Abstract

Abstract INTRODUCTION With the advent of minimally invasive surgical approaches for medically refractory epilepsy, we now have the ability to target specific epileptogenic foci with great precision. Previous studies have recognized the importance of complete resection of malformations of cortical development (MCD) in the success of epilepsy surgery. However, many of these lesions escape detection using standard epilepsy protocol MR imaging. This study seeks to evaluate the concurrence of radiographic and histopathologic findings of MCD in patients with refractory temporal lobe epilepsy (TLE) and describe the predictive value of interictal scalp EEG findings in the detection of MCD in an effort to inform surgical decision-making processes. METHODS We retrospectively identified 34 patients who underwent surgical resection for treatment of medically refractory TLE over a 10 yr period at Northwestern University.
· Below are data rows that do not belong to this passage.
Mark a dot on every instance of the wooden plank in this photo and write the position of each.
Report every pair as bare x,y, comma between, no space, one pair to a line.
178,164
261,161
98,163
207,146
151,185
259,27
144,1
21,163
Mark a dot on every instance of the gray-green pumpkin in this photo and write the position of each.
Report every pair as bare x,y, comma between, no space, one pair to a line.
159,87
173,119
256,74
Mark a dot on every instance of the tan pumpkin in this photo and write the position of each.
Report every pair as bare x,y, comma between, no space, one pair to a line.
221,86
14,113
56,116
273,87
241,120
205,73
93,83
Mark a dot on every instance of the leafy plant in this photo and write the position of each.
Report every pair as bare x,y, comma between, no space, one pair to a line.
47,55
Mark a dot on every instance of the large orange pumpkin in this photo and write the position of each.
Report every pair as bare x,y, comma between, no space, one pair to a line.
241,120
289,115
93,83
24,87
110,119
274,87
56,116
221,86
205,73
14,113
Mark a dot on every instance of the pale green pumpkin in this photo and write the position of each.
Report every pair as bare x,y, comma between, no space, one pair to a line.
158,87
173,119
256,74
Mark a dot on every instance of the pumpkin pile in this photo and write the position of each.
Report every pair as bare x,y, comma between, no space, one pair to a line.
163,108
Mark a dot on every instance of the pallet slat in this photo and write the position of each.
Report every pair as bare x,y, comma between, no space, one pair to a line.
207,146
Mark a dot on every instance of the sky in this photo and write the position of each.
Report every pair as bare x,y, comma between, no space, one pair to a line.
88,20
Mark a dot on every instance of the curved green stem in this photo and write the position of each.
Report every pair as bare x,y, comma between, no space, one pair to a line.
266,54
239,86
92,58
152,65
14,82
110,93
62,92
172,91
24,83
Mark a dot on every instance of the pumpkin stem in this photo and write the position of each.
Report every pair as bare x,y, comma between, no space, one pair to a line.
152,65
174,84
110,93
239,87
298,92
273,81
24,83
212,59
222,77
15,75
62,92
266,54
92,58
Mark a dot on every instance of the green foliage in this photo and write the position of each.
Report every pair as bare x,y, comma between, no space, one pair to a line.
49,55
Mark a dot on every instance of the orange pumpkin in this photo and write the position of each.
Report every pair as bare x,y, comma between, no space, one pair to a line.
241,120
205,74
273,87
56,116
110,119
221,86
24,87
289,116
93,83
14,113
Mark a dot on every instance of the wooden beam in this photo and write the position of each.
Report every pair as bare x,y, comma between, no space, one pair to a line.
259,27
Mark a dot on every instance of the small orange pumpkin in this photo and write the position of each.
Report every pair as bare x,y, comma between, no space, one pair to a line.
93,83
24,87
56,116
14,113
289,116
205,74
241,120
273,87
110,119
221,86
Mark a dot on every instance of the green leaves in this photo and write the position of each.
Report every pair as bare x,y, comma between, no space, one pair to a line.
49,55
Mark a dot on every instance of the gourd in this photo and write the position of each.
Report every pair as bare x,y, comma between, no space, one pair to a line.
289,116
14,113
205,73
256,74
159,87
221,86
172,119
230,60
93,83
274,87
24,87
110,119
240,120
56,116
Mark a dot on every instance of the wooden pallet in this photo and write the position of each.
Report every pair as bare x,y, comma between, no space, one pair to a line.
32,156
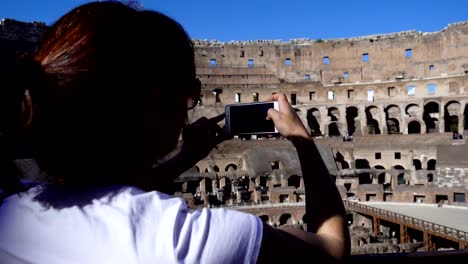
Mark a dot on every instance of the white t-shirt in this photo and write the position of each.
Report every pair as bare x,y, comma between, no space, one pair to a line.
123,225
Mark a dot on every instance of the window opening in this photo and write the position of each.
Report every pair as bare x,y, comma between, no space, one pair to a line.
237,98
408,53
326,60
365,57
213,62
411,90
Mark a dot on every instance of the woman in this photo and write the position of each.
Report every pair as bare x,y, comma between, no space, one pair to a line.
109,100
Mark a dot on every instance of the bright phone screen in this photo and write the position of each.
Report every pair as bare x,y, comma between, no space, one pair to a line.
251,119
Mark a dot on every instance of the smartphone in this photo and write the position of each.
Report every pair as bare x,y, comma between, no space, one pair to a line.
250,118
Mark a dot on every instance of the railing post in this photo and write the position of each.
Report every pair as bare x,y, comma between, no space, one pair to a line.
403,234
376,225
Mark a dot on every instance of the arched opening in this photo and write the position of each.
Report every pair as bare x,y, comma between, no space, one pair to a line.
341,161
431,164
304,219
417,164
393,126
364,177
451,116
351,114
412,110
430,177
285,219
231,167
192,186
372,123
243,183
216,93
431,117
313,118
414,127
392,115
294,181
401,174
333,130
465,118
265,219
380,175
206,184
333,113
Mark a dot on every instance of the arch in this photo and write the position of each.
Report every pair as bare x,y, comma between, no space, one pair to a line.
430,177
417,164
206,184
401,175
285,219
372,123
226,185
334,113
414,127
231,167
465,118
340,159
294,181
393,126
333,130
380,176
265,218
364,177
412,110
431,117
362,164
313,118
192,186
305,220
351,114
392,119
431,164
244,182
263,181
451,111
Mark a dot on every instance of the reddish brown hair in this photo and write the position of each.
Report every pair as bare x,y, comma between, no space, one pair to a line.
102,61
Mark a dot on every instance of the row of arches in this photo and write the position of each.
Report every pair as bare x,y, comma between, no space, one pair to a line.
283,219
231,167
426,119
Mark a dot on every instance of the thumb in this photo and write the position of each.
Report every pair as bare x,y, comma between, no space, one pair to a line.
273,114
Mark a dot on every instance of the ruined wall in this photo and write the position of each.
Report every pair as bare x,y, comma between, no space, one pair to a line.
383,57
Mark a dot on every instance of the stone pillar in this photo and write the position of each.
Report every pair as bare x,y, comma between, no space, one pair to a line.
362,114
383,123
342,120
441,117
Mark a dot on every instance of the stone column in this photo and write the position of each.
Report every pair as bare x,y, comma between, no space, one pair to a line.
441,117
383,123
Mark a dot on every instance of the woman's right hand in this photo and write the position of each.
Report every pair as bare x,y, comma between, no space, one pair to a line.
286,120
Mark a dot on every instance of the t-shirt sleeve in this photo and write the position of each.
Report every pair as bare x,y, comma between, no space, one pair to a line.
217,236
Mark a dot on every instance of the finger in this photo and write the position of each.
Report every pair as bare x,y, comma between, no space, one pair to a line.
272,114
217,119
200,120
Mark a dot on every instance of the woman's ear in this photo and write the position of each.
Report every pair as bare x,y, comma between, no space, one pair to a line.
27,111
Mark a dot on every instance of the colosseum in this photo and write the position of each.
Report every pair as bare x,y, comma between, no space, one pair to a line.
388,112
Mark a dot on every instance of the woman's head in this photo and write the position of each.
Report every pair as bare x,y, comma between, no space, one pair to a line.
118,85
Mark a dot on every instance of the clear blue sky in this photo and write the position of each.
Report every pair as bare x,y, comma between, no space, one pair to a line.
270,19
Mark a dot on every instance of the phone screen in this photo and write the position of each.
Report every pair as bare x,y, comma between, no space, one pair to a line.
250,119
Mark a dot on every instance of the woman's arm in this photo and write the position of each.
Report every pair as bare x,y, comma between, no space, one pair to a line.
327,228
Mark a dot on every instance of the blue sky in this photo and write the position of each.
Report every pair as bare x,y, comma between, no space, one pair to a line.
270,19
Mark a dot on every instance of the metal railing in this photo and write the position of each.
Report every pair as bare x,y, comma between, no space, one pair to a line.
437,229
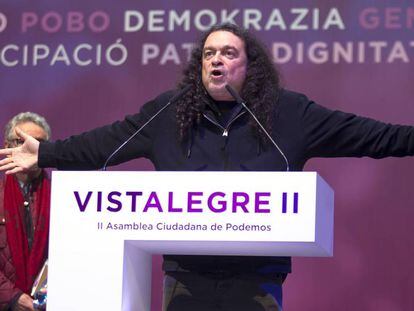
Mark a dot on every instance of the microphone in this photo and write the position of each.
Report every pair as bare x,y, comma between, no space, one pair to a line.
178,95
240,101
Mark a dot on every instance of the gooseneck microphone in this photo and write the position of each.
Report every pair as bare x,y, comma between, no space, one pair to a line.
240,101
178,95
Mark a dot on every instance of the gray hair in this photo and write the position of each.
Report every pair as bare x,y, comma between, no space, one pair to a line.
26,117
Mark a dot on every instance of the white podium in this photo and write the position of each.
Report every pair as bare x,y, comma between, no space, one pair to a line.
106,225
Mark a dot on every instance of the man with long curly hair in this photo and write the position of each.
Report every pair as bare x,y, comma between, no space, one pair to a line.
206,129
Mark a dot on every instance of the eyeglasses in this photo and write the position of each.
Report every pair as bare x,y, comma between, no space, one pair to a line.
18,142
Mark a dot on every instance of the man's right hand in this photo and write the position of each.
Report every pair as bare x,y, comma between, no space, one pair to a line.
22,158
24,303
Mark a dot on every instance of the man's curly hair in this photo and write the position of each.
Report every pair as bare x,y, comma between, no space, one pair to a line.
260,89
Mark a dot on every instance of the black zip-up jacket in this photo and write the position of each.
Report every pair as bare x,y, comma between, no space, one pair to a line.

Preoperative MRI reports, VEEG reports, and postoperative surgical pathology reports were used to correlate radiographic findings of MCD with histopathologic findings of MCD and identify the predictive value of scalp video EEG (VEEG) abnormalities in the detection of MCD. RESULTS We found that 66.7% of focal cortical dysplasias (FCD) identified on pathology and all cases of histopathologically confirmed mild MCD were missed on preoperative MRI. The finding of a rhythmic or continuous interictal abnormality on preoperative VEEG corresponded to a sensitivity of 73.1% and a specificity of 62.5% in detecting either FCD or mild MCD. Of the patients who had a missed FCD on MRI, 80% had continuous or rhythmic interictal abnormalities on EEG. CONCLUSION MCDs are highly prevalent in medically refractory TLE and many of these MCDs are missed on preoperative MRI. The presence of a continuous and/or rhythmic interictal abnormality on scalp VEEG is suggestive of underlying MCD. The presence of one or both of these interictal findings may support the value of performing an intracranial EEG procedure prior to employing an ultraprecise minimally invasive surgical treatment option such as laser ablation.